Beim Wahlrecht geht es immer auch um die Macht. Darum gibt es Streit um die von der Ampelkoalition verabschiedete Reform des Bundestagswahlrechts. Bald wird hierzu eine Entscheidung des Bundesverfassungsgerichts erwartet, nachdem CSU und Linke gegen das Gesetz geklagt hatten. In NRW gibt es nun ebenfalls handfesten Krach ums Wahlrecht.
Am Mittwoch stimmt der Landtag über geplante Änderungen beim Kommunalwahlrecht ab. Im Herbst 2025 werden in den nordrhein-westfälischen Kommunen neue Bürgermeister, Landräte und Gemeindevertretungen gewählt. Nicht weniger als ein "kommunalpolitisches Beben" erwartet die FDP. Sie ist sauer, denn die Fraktionen von CDU, SPD und Grünen wollen nach Lesart der Liberalen eine Wahlrechtsreform durchsetzen, die "kleine Parteien systematisch und massiv benachteiligt".
Was sich beim Kommunalwahlrecht ändern soll
Konkret geht es um eine geplante Änderung bei der Berechnung der Sitzverteilung in den Räten und Kreistagen: Vorgesehen ist - nach Informationen aus Fraktionskreisen eine Idee der Grünen - ein "Quotenverfahren mit prozentualem Restausgleich". Was technisch und bürokratisch klingt, soll laut CDU, SPD und Grüne "extreme Verzerrungen der Sitzzuteilung" reduzieren.
Das bisher bei NRW-Kommunalwahlen übliche "Divisorverfahren mit Standardrundung nach Sainte-Laguë" hatte eher zugunsten kleiner Parteien und Wählergruppen gewirkt. Wer rechnerisch nur einen Anspruch auf einen halben Sitz hatte, profitierte regelmäßig von einer Aufrundung auf einen ganzen Sitz. Wer sich noch tiefer einlesen will: es geht um den "Idealanspruch" im Verhältniswahlrecht.
Warum diese Reform zum jetzigen Zeitpunkt?
Die verfassungsgerichtliche Rechtsprechung billige dem Gesetzgeber "bei der Wahl des Sitzzuteilungsverfahrens einen gewissen Ermessensspielraum zu, da jedes Sitzzuteilungsverfahren Vor- und Nachteile aufweise und in jedem Verfahren zwangsläufig Reststimmen unberücksichtigt blieben", heißt es von CDU, SPD und Grünen zur Begründung.
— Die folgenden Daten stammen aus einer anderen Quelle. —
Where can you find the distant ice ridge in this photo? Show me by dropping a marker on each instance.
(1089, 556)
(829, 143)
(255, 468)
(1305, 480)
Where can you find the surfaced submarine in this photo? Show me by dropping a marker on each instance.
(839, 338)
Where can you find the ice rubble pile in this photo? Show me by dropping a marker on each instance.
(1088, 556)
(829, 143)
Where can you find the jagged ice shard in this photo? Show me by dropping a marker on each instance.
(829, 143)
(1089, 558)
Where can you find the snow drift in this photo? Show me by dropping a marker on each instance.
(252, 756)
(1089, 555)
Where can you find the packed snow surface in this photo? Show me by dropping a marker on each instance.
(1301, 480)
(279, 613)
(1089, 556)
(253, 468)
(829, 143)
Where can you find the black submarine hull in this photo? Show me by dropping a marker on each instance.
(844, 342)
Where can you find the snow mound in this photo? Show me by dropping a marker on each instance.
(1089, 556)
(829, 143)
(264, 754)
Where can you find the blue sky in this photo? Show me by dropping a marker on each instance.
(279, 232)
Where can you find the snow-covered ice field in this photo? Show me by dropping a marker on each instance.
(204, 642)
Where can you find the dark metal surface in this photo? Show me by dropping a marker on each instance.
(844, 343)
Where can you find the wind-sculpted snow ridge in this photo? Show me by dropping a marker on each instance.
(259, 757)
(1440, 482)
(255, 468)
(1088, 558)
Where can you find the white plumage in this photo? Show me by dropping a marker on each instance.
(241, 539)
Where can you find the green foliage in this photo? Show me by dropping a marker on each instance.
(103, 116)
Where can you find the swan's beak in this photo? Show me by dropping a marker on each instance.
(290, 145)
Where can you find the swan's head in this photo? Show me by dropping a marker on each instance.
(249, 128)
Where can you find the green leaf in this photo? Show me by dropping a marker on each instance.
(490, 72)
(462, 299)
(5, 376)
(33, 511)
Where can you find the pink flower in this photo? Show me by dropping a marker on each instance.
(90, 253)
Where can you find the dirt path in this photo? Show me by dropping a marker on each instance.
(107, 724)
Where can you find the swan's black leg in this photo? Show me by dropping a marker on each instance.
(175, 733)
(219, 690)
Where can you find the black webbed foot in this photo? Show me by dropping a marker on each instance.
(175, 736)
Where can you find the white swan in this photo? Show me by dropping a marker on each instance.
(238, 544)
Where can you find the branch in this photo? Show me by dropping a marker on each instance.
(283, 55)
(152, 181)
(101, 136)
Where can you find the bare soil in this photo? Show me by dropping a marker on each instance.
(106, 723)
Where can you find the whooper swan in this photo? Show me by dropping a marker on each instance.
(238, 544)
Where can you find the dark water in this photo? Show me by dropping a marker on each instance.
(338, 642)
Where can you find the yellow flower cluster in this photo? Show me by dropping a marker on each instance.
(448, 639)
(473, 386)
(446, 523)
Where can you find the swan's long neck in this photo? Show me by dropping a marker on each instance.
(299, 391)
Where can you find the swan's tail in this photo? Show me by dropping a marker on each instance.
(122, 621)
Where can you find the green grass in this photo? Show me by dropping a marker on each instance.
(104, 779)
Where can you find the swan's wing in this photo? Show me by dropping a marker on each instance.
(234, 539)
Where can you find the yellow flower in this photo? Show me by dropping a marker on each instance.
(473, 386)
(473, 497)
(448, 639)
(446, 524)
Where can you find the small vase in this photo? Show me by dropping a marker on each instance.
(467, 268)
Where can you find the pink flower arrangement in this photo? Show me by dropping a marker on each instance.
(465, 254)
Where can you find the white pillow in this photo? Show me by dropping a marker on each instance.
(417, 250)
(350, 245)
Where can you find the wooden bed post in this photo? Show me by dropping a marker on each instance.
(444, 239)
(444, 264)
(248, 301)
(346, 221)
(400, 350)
Schwarz-Grün hatte die größte Oppositionsfraktion SPD für die Reform ins Boot geholt.
Fragen wirft der Zeitpunkt der Reform auf. Die Zersplitterung der Parteienlandschaft schreitet voran - zuletzt etwa bei der Europawahl auch in NRW zu beobachten. Die Neuregelung lässt sich als Versuch deuten, es den größeren Parteien etwas leichter zu machen, in bunt zusammengesetzten Kommunalvertretungen Mehrheiten und Bündnisse zu bilden. Wenn es eng wird, kann ein Ratssitz mehr oder weniger entscheidend sein. Auf kommunaler Ebene gibt es keine Fünf-Prozent-Hürde.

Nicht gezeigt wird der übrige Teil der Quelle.